Forget Jomo, gezellig and hygge – this winter, let’s get a grip and go out | Emma Beddington

8 hours ago 7

Since the clocks changed, a damp, dark blanket settles over York from about 5pm – and it’s brilliant; the perfect excuse to stay in. I love every quiet corner of home: my armchair, angled for a perfect view of bird goings-on and bleak skies outside; my marshmallowy bed; the sofa, stacked with blankets; the kitchen (I don’t cook, but it’s where snacks live). What could be nicer than sinking into the stifling embrace of multiple heated throws as a jacket potato crisps up in the oven and I succumb to a smorgasbord of good winter telly? Why would I ever move?

Me and everyone else. Right? We’re sleepmaxxing and soup-making in our slippers, sparking up fairy lights and enthusiastically appropriating hygge and gezellig (Dutch for cosy). We’re sharing memes on the thrill of someone else cancelling social plans before we’re forced to and proclaiming our Jomo. It’s natural to retreat in winter: we’re animals. But it’s not just a seasonal phenomenon now, and I’m conscious I need, and maybe you also need, to get a grip and go out.

Staying in got too easy. We can get food – anything we want, actually – delivered; we can exercise and socialise. We can amuse ourselves, endlessly, indoors: smartphones and streaming mean kids today will never know the crushing tedium of 1980s Sunday nights, funereally soundtracked by Harry Secombe’s baritone. Home – if we’re lucky – feels like a haven, a feeling compounded by Covid (which reframed staying there as a civic virtue) and even if we’re not lucky, it’s cheaper, during a cost-of-living crisis. But as the urban policy specialist Diana Lind wrote in the Washington Post in August, “The cheapest and easiest option – staying in – is costing us something else.”

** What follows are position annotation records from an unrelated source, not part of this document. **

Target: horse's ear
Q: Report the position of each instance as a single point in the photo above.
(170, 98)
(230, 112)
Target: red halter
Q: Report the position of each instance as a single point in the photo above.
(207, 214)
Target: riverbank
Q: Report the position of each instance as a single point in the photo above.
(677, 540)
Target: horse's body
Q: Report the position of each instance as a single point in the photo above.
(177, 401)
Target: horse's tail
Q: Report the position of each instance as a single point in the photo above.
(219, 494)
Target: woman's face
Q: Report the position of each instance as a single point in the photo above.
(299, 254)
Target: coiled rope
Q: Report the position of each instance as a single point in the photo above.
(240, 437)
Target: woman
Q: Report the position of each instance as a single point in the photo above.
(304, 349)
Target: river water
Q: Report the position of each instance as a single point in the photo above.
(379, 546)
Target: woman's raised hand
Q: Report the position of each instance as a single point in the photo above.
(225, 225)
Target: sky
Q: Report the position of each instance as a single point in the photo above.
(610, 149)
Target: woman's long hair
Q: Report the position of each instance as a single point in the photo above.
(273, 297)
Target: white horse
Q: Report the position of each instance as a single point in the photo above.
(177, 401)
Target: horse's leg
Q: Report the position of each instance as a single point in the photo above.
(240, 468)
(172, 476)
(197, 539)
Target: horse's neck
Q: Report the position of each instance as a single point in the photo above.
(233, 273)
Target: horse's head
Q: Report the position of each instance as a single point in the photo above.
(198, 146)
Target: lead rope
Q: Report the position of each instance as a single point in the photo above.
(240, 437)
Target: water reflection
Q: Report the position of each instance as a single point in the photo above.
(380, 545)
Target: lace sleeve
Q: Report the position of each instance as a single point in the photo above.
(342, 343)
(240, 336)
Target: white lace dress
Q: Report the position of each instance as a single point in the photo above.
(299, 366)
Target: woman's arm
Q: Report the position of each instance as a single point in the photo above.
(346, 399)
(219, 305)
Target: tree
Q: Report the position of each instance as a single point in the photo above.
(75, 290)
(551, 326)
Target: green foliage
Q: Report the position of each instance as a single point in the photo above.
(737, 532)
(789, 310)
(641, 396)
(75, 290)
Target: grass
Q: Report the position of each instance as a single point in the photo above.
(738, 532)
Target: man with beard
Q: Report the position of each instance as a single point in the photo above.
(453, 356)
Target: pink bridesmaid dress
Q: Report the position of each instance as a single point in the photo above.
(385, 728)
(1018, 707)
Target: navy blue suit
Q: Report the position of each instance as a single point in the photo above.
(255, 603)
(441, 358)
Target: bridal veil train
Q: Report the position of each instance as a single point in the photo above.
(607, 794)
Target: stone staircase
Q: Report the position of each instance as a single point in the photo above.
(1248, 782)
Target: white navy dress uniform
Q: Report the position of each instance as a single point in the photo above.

Woman walking through a tree-lined street during autumn while wearing an orange raincoat
‘Not going out is bad for us for selfish reasons: social isolation increases our mortality risk.’ Photograph: Posed by model; Nastasic/Getty Images

Describing this “quiet descent into hermitage”, Lind set out statistics, symptoms of a global “Great Retreat”: Americans spend 99 more minutes on average at home per day than they did in 2003 (124 minutes for 15-24-year-olds); only 30% spend time socialising and communicating in an average day, down from 38% in 2014. Young people in the UK, Australia and South Korea are socialising less, too. But everyone’s doing it: I was recently chilled to read, in the American writer Laura Fenton’s newsletter, how an affluent homeowner she had interviewed explained they had filled their garden with fun stuff: “So the kids don’t have to go down the street to the park to go throw a ball around or play.”

Not going out is bad for us for selfish reasons: social isolation increases our mortality risk (meta-analysis in 2010 estimated lacking social connection is comparable to smoking 15 cigarettes a day). It’s also bad in less concrete ways, I think. As academic Mark Dunkelman explained to the Atlantic earlier this year, the Great Retreat doesn’t stop us seeing our intimates, or connecting digitally, but it means we’re less exposed to the “middle circle” – acquaintances, neighbours, fellow citizens. That means we experience less complexity, challenge and conflict; we have fewer surprises; our corners don’t get rubbed off by contact with life beyond the living room. Speaking for myself, I know frictionless hygge makes me boring.

It’s bad for communities, too, because it stops us seeing, perhaps even caring, what’s going on. If you don’t take your kids to the park, a broken swing is an abstract problem and it’s hard to muster much indignation when libraries or swimming pools you don’t use get closed down; public authorities can respond to protests about closed or degraded facilities by simply saying demand isn’t there. So the cycle deepens – amenities get worse, communities weaken, making us even more inclined to stay home.

I’m really talking to myself here, in my elastic-waisted inertia. But if you also need inspiration to rejoin the world, I get mine from looking at what other people are doing out there. I’m excited by collective digital switch-off sessions and silly events like Germans gathering in parks to eat pudding with forks, or performative male contests. There’s a touching expansion in anti-loneliness initiatives getting people together outdoors, reading, crafting, or just hanging out. Plus, every time I do drag my carcass out, I’m chasteningly reminded how astonishing the big, beautiful, imperfect world beyond my curtains is. Because that’s the thing about Jomo; it still means missing out.